It won’t make any lists of the world’s spookiest places, though it is arguably one of the noisiest. Inside the bare, concrete tunnel that takes Wellington’s commuters into the city centre, a path is littered with abandoned rental scooters and the air is thick with exhaust fumes and the deafening, incessant honking of car horns.
But the tradition of motorists beeping their horns as they drive through the Mount Victoria tunnel has become a city-wide superstition – and has also proved divisive. Many residents believe a jaunty toot – or, for some, blasting their horns for the tunnel’s entire 623-metre length – either wards off evil spirits, or acknowledges the memory of a teenage girl who was murdered and her body buried at the site a year before the tunnel was opened in 1931.
Others think the sound is obnoxious. In January, Chris Calvi-Freeman, a then-Wellington city councillor, suggested signs should be placed on either side of the tunnel advising motorists not to sound their horns to avoid annoying pedestrians, who have to share the passage. The councillor’s attempted honking ban (which has so far proved unsuccessful) sparked a backlash, with one Wellingtonian attempting to organise local drivers into a world record attempt for tunnel tooting (also, so far, without success).
“I hate it when I’m walking through,” said Saxon Bruce, who was skateboarding to work down the tunnel’s pedestrian path on Thursday, armed with noise-cancelling headphones. “But every time I’m driving through, I always toot because it’s so fun.”
A clip from a Wellington Paranormal episode covering the Mount Victoria tunnel. Photograph: TVNZ
The etiquette of tunnel tooting and the story behind it has spawned depictions in popular culture; August saw the publication of a historical novel about the murdered teenager, and on Thursday, motorists’ honking was the subject of Wellington Paranormal – a television mockumentary series created by Taika Waititi and Flight of the Conchords’ Jemaine Clement about police officers investigating supernatural crime.
In the latest instalment, the efforts of two hapless officers to prevent motorists tooting their horns inadvertently unleash a vengeful spirit of a constable who had died there years earlier.
The story is far-fetched – but based on a real-life tragedy. Phyllis Avis Symons, 17, was pregnant when she was killed and her body left in soil at the tunnel’s earthworks site in 1930. According to research by the Mount Victoria Historical Society, there was evidence Symons was buried while still alive. Her boyfriend, George Errol Coats, was later hanged for her murder.

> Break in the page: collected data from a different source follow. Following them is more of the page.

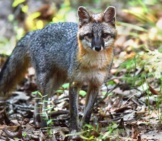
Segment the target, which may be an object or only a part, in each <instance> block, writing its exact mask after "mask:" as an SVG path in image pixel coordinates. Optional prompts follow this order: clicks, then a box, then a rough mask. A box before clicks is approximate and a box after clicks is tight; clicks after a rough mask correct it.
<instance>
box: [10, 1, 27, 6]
mask: <svg viewBox="0 0 162 141" xmlns="http://www.w3.org/2000/svg"><path fill="white" fill-rule="evenodd" d="M23 2H25V0H14V1H13V3H12V7H16V6H18V5H19V4H21V3H23Z"/></svg>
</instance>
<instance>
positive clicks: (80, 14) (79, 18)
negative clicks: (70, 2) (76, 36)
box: [78, 6, 90, 26]
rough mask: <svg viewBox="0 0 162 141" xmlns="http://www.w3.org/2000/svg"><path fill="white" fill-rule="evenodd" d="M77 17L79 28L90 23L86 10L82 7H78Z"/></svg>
mask: <svg viewBox="0 0 162 141" xmlns="http://www.w3.org/2000/svg"><path fill="white" fill-rule="evenodd" d="M78 17H79V22H80V26H82V25H83V24H85V23H88V22H89V21H90V15H89V13H88V11H87V10H86V8H85V7H83V6H80V7H79V8H78Z"/></svg>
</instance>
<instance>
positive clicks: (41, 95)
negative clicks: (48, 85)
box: [32, 91, 42, 97]
mask: <svg viewBox="0 0 162 141" xmlns="http://www.w3.org/2000/svg"><path fill="white" fill-rule="evenodd" d="M32 95H39V96H40V97H42V94H41V92H39V91H34V92H32Z"/></svg>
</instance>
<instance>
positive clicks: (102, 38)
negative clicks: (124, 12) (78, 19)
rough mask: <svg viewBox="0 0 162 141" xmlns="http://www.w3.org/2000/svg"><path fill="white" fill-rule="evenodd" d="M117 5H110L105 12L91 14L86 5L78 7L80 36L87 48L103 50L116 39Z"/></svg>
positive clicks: (113, 41) (107, 47) (93, 49)
mask: <svg viewBox="0 0 162 141" xmlns="http://www.w3.org/2000/svg"><path fill="white" fill-rule="evenodd" d="M115 15H116V11H115V7H112V6H110V7H108V8H107V9H106V10H105V11H104V12H103V13H100V14H90V13H89V12H88V11H87V10H86V9H85V8H84V7H82V6H80V7H79V8H78V17H79V30H78V38H79V41H80V42H81V43H82V45H83V47H84V48H85V49H86V50H89V49H91V50H94V51H97V52H99V51H102V50H104V49H107V48H109V47H111V46H112V45H113V43H114V41H115V37H116V33H117V31H116V29H115Z"/></svg>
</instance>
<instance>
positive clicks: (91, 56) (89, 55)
mask: <svg viewBox="0 0 162 141" xmlns="http://www.w3.org/2000/svg"><path fill="white" fill-rule="evenodd" d="M78 47H79V48H78V55H77V59H78V62H79V63H80V65H81V66H82V68H85V69H99V70H103V69H105V68H107V67H108V66H109V65H110V64H111V62H112V59H113V47H109V48H107V49H104V50H102V51H100V52H96V51H94V50H87V49H85V48H84V47H83V44H82V43H81V41H80V40H79V39H78Z"/></svg>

Coats, 29, was a widower and father of six who had previously worked on the tunnel’s construction.
The memory of Symons is supposedly what inspired the tooting tradition, although Joanna Newman, the historical society’s convenor, said there was no proof of that.
James Gilberd, a Wellington man who investigates paranormal events with the New Zealand Strange Occurrences Society, said the Wellington Paranormal episode was likely to revive interest in the Symons story. He had never conducted an investigation of the Mount Victoria tunnel because the heavy traffic would make it unsafe, he said, but he doubted one would be fruitful.
“So far on when everything’s different, there’s hardly likely to be any resonance or echo or remnant of the event,” he said. “All that we know is that it was at the south end of the tunnel, and it’s kind of spooky going in that end because you’re always in the shade when you drive in.”
He doesn’t toot, he said. It irritates him.